Motorcycle and bicycle are the only vehicles down the overgrown roads
We have had wonderful hospitality from Ernest Klaibundji, the spry 60 year old Chief of Walengola-Wabira at Bagwasi, who put us up in his house and spent much of the day before yesterday helping us fill out our map of his 40,000 km2 chefferie. His stories of the remarkable economic rise and collapse are poignant. Now he has offered to guide us himself personally into his forest.

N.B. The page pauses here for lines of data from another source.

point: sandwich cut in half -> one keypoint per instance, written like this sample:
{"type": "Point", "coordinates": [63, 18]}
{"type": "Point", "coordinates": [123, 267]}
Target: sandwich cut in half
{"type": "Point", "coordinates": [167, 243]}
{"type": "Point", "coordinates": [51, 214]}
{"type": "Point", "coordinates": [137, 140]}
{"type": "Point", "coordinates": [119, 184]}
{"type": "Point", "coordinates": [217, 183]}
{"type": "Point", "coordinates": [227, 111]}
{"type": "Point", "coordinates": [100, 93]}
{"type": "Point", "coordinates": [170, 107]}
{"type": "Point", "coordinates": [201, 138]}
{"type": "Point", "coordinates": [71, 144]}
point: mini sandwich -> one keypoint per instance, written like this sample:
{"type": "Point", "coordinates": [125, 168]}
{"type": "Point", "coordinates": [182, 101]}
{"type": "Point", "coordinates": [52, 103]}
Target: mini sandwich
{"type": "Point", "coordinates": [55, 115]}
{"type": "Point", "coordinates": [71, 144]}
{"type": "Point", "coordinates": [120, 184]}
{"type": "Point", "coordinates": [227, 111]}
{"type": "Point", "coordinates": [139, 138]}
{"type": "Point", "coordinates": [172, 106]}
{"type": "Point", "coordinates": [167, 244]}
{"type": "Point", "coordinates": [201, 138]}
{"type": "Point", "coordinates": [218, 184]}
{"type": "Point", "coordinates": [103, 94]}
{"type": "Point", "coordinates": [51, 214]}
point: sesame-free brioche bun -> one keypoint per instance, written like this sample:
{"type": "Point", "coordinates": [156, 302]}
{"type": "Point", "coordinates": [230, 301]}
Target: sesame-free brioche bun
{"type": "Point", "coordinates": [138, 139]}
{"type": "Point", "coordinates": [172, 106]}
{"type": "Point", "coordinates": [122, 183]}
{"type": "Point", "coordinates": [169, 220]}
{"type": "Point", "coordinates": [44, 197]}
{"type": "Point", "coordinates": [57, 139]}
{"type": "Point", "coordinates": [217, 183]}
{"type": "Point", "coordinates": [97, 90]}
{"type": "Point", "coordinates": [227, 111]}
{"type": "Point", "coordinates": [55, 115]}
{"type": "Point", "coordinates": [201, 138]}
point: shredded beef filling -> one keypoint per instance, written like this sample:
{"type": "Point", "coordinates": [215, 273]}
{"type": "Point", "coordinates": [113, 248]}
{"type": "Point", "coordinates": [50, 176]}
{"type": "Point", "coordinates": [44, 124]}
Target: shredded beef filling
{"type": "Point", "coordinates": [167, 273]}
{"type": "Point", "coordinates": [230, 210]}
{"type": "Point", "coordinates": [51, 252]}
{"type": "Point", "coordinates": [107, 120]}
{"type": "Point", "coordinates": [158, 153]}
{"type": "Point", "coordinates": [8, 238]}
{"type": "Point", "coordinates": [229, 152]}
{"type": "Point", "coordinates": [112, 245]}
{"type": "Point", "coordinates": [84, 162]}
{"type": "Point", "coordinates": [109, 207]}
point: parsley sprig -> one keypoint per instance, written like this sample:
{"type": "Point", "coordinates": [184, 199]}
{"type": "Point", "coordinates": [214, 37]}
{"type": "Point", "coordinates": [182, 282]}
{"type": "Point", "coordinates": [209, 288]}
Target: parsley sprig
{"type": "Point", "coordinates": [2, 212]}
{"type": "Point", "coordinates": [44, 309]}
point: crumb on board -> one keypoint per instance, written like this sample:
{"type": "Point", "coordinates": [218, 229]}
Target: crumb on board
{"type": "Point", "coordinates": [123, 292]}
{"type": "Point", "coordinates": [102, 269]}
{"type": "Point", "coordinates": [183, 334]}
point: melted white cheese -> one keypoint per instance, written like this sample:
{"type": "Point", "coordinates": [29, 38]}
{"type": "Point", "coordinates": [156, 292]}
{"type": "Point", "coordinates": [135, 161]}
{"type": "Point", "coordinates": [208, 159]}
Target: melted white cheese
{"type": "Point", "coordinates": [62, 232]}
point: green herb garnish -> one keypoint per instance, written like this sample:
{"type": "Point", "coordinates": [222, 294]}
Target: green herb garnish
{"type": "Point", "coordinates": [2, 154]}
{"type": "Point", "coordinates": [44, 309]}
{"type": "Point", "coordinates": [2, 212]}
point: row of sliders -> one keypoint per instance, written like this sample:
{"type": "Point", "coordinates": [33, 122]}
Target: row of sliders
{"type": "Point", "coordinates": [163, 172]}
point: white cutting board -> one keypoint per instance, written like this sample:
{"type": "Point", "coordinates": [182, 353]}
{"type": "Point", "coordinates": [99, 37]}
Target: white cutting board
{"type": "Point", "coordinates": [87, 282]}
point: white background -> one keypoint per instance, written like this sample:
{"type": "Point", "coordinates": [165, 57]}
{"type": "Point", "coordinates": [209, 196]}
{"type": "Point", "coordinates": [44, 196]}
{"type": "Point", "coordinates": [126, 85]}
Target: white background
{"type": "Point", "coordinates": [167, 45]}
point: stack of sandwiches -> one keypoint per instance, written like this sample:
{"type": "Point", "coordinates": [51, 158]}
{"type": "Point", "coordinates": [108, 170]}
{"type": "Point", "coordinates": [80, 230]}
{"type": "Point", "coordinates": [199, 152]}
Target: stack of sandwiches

Dino explains our survey work, then Ernest explains the reality of today’s Balengola
We have opted for two circuits on each side of the middle Ruiki River .
Dino and Ernest left yesterday for Munionge where Ernest will take supplies in two pirogues and paddle three days up the Ruiki to Batitobeka village. I will join Dino tomorrow at Batibakungu village.
Crossing the Ruiki River with our motorcycle in the dugout
According to Ernest, both okapi and the “giant” chimpanzee, (as opposed to the bonobo) occur. We will see. So far, we have not been overwhelmed with evidence of wildlife.”